- DVD cover
- Genre: Action; Adventure; Comedy; Horror; Sci-Fi; Thriller;
- Screenplay by: Geoff Meed
- Directed by: Nick Lyon
- Starring: Linda Hamilton; Trevor Donovan; Mýa; Jamie Kennedy; John Savage;
- Country of origin: United States
- Original language: English

Production
- Producers: Paul Bales; David L. Garber; David Michael Latt; Michael Meilander; Karen O'Hara; Cody Peck; Chris Regina; David Rimawi; Thomas P. Vitale;
- Cinematography: Alexander Yellen
- Editor: Rob Pallatina
- Running time: 89 minutes
- Production company: M. O. B. Movies

Original release
- Network: Syfy
- Release: April 12, 2014

= Bermuda Tentacles =

Bermuda Tentacles is an American made-for-television science fiction comedy-horror film directed by Nick Lyon. It stars Linda Hamilton and features an ensemble cast of Trevor Donovan, Mýa, John Savage and Jamie Kennedy. The movie premiered April 12, 2014 on the Syfy channel and garnered largely negative reviews.

==Plot==
When Air Force One goes down over the Bermuda Triangle, the Navy sends its best rescue team. A terrible storm forces the president to leave in his escape pod, which ends up 7000 m below the sea. But before they can save the President, the team awakens a series of tentacles from a monstrous underwater ogrot, which threatens North America's entire Eastern Seaboard and, ultimately, the world.

==Cast==
- Linda Hamilton as Admiral Hansen
- Trevor Donovan as Trip Oliver
- Mýa as Lieutenant Plummer
- John Savage as President DeSteno
- Jamie Kennedy as Dr.
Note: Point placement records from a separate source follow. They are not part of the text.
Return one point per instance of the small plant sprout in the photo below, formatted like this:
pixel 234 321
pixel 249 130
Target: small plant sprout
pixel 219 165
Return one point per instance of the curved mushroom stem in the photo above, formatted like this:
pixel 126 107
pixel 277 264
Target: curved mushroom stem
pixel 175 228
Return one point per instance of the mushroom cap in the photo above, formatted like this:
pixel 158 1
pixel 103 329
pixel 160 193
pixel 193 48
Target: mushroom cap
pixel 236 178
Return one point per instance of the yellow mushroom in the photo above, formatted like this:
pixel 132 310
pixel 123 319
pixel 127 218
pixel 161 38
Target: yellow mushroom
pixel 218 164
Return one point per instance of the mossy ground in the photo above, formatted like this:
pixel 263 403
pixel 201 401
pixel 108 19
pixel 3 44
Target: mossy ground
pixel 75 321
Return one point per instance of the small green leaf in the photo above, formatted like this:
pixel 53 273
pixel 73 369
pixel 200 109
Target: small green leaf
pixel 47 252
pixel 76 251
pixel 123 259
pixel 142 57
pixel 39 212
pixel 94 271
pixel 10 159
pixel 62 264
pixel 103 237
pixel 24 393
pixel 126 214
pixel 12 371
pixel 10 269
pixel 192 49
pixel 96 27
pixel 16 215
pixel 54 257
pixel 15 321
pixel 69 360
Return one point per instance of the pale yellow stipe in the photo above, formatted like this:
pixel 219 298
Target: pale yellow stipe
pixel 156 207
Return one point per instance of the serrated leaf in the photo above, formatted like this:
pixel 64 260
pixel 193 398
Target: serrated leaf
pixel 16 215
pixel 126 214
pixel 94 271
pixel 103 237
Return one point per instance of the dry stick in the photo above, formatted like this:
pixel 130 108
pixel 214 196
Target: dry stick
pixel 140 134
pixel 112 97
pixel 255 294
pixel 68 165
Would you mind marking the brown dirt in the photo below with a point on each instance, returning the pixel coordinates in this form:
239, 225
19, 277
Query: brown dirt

Zimmer
- Richard Whiten as Lieutenant Commander Barclay
- Ricco Ross as Captain Phillips
- Jeff Rector as Captain Warren
- Robert Blanche as Captain Dave Williams
- Angelique Cinelu as Ensign Sanchez
- Luke White as Stephen Hondo
- Stephanie Cantu as Rivas
- Yorick Veenma as Colonel Poppe De Boer
- James Craig as Aunt Penelope
- William McMahon as Fitz
- Darren Anthony Thomas as Greg Elfman
- Craig Blair as C.P.O. Vincent

==Home media==
Bermuda Tentacles was released to DVD on September 9, 2014.

==Reception==
Writing for online website HorrorNews.Net, Shawn Handling gave the movie a highly negative review and concluded, "I think it’s one of the worst that has been produced and should have been sunk with the rest of those missing ships."